Sales also dipped by 4.4% YOY to €2.1 billion ($2.2 billion), while consolidated net income sank by a stark 24.4% YOY to €79.5 million ($82 million)
Looking ahead, the company plans for net bookings in Q1 2023 to come in at around €280 million ($290 million)--14% lower than the €326 million ($338 million) in net bookings reported in the company’s Q1 2022 earnings. By the end of FY23, Ubisoft seeks to accumulate “significant net bookings growth,” as well as record non-IFRS operating income of roughly €400 million ($414 million), which is approximately 2% less than the €407.6 million ($423 million) listed in its FY22 report.
“For 2022-23 we look to return to significant topline growth,” said Duguet. “It will be mostly driven by a diverse line-up of premium games, including Avatar: Frontiers of Pandora, Mario + Rabbids: Sparks of Hope and Skull & Bones, as well as other exciting titles.”

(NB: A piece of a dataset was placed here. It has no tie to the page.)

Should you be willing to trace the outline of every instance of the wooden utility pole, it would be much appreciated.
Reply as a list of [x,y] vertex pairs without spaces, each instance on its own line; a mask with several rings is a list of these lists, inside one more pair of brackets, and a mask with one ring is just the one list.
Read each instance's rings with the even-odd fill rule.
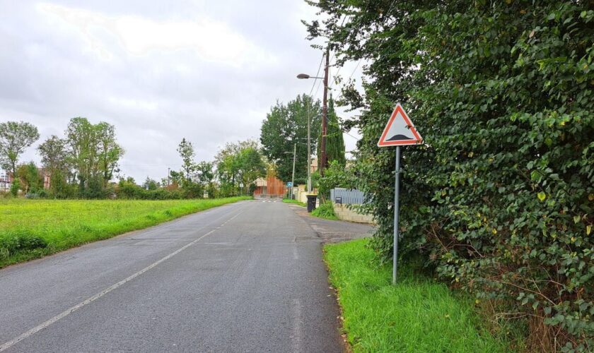
[[324,176],[324,169],[328,164],[327,155],[326,155],[326,136],[327,135],[328,125],[328,66],[330,65],[330,47],[326,48],[326,67],[324,68],[324,97],[322,101],[322,146],[321,158],[320,163],[320,175]]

The company also intends to continue development of its trademark Anvil and Snowdrop game engines, as well as i3d.net, which is a game hosting service created by Ubisoft. CEO Yves Guillemot stated that the company would also make “promising investments in cloud computing with Scalar, as well as in Voxels and Web3.”
In a conference call going over the company’s earnings, Guillemot took the time to lightly address speculation surrounding a possible buyout of Ubisoft. As he has done in the past, Guillemot expressed a desire for the company to stay independent.
“We have everything we need to remain independent,” Guillemot said. The CEO went on to say that any offers by third parties would be reviewed, but added this would only be done as a best practice, given Ubisoft’s status as a publicly listed company.
Last month, Bloomberg reported that various private equity firms, namely Blackstone and KKR & Co., were allegedly observing Ubisoft for the purposes of a potential buyout. A few weeks later, it was reported that the Guillemot family--comprised of Yves and his four brothers, who collectively founded Ubisoft in 1986--were considering partnering with a private equity firm to retain control over the company.
The company’s share price has been fairly weak over the past few years. A sexual misconduct scandal, delays of highly-anticipated games, and issues during game development have all caused Ubisoft’s stock to take a dip over the past few years.
Ubisoft previously spent three years--from 2015 to 2018--fighting off a hostile takeover by Vivendi, which ended with Vivendi divesting its shares from the company, ending the takeover attempt.